Add support for Iceberg table encryption by kamijin-fanta · Pull Request #28354 · trinodb/trino

kamijin-fanta · 2026-02-18T12:55:54Z

Integrate Iceberg encryption handling into read and write paths and table operations across Iceberg catalogs.

Description

Add end-to-end support for Iceberg table encryption in the Trino Iceberg connector.
Support encrypted table creation via table properties: encryption_key_id and encryption_data_key_length.
Add catalog-level KMS implementation config: iceberg.encryption.kms-impl.
Wire EncryptionManager into write paths for data files, position delete files, and deletion vectors.
Persist and propagate file key metadata through commit tasks, splits, and table changes processing.
Add decryption-aware read paths for encrypted data files and delete files by introducing encrypted Trino input/output wrappers.
Update Iceberg table operations to use EncryptingFileIO for encrypted tables.

Additional context and related issues

encryption_data_key_length is validated to 16, 24, or 32 bytes and requires encryption_key_id.
Changing encryption_key_id or encryption_data_key_length after they are set is rejected.
KMS client behavior is explicit: catalog-level iceberg.encryption.kms-impl is reused, while table-level encryption.kms-impl is resolved per table.
Added and updated tests include encrypted table DML flows, ORC writer validation with encryption, table changes on encrypted tables, config mapping, and encryption manager factory behavior.
Iceberg References https://iceberg.apache.org/docs/nightly/encryption/
Related issue: [Iceberg] Add Support for Iceberg Native Encryption (Client-side Table Encryption) #28204

Release notes

( ) This is not user-visible or is docs only, and no release notes are required.
( ) Release notes are required.

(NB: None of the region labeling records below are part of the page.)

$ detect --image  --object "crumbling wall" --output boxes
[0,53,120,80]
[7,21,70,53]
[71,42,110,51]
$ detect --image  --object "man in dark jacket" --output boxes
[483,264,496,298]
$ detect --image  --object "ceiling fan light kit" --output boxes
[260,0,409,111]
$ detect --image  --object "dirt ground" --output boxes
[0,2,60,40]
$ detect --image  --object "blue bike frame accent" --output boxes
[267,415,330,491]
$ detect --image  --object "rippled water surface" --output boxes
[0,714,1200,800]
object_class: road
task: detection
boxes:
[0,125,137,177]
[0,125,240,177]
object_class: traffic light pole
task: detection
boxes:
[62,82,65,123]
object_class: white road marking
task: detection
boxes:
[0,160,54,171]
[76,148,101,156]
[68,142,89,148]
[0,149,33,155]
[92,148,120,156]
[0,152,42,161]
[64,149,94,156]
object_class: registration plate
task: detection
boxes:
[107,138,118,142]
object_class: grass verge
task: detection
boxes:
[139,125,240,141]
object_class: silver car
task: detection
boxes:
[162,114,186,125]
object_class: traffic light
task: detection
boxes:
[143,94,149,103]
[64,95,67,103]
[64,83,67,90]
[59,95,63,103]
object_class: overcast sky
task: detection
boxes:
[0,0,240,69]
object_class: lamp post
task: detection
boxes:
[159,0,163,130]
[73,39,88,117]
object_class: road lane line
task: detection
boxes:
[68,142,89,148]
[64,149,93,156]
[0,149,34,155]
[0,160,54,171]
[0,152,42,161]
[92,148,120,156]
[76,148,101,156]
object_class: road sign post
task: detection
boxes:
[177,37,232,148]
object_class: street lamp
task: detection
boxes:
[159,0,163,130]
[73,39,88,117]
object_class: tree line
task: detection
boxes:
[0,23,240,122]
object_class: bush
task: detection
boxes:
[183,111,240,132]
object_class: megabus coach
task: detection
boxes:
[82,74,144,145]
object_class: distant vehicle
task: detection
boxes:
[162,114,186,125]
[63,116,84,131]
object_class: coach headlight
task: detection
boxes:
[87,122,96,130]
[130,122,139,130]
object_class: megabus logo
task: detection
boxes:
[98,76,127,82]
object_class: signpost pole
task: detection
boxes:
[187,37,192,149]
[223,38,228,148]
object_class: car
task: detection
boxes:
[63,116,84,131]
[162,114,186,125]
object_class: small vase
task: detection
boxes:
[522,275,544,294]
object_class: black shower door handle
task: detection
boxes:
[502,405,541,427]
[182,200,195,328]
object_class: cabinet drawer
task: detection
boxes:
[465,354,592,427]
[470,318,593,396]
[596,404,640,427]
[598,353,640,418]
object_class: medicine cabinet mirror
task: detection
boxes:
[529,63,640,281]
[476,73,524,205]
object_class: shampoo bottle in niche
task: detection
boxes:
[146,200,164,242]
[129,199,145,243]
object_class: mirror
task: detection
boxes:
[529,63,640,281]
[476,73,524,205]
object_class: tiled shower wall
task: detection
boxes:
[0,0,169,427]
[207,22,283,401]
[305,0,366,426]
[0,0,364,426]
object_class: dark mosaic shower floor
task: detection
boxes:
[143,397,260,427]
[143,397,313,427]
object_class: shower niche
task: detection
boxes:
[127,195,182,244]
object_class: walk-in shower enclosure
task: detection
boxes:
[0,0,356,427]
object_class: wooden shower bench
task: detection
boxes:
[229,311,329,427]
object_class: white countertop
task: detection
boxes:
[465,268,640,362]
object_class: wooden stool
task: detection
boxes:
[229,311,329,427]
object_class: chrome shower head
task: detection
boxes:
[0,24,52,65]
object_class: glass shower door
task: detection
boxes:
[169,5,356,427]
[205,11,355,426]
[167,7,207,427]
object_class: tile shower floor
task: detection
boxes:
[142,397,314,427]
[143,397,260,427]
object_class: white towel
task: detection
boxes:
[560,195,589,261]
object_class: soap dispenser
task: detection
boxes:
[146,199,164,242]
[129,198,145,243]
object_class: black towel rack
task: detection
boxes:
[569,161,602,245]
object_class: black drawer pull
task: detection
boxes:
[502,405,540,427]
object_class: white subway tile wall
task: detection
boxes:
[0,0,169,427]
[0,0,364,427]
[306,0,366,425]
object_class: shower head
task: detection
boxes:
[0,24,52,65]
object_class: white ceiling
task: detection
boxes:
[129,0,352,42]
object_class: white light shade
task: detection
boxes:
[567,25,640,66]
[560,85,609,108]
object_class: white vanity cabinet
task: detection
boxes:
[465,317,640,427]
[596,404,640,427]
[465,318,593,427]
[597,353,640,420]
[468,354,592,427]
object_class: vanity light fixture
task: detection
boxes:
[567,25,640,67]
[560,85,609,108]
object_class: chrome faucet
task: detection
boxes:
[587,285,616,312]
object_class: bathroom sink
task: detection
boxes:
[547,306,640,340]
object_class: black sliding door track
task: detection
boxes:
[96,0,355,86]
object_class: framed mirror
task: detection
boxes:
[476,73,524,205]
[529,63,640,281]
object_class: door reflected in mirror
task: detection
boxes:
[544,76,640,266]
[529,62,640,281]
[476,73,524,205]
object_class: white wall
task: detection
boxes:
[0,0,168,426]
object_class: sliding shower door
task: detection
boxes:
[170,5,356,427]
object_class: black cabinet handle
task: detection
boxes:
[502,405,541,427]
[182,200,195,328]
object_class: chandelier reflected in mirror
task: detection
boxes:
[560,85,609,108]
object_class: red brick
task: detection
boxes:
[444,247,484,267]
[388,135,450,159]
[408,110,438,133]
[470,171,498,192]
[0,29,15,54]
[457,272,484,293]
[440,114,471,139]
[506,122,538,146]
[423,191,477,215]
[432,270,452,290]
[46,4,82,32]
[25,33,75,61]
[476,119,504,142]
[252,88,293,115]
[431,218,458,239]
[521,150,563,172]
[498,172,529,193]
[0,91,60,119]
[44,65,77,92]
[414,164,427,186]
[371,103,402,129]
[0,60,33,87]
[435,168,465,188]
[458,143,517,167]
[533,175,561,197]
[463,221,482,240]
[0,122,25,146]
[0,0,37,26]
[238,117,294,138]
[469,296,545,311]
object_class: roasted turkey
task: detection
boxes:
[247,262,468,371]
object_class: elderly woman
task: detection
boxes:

Please propose a release note for me.
( ) Release notes are required, with the following suggested text:

## Section
* Fix some things. ({issue}`issuenumber`)

Integrate Iceberg encryption handling into read and write paths and table operations across Iceberg catalogs. Add test coverage for encrypted table behavior. Signed-off-by: kamijin_fanta <kamijin@live.jp>

ebyhr · 2026-02-19T01:35:35Z

+            throws Exception
+    {
+        return IcebergQueryRunner.builder()
+                .addIcebergProperty("iceberg.encryption.kms-impl", TestingKmsClient.class.getName())


Can we use LocalStack instead? We should also test with real KMS such as AWS Key Management Service.

I initially thought we couldn’t override the endpoint. However, after re-reading the code, I realized we can implement our own AwsClientFactory and point to it via the catalog property client.factory. That would let us call endpointOverride(...) in the client builder.

I’ll validate whether we can run the tests against LocalStack with this approach. Thanks!

ebyhr · 2026-02-19T01:37:46Z

+    @Config("iceberg.encryption.kms-impl")
+    @ConfigDescription("KMS implementation class for Iceberg table encryption")


We shouldn't expose Java class name to users. Please introduce a new enum and map to class name internally.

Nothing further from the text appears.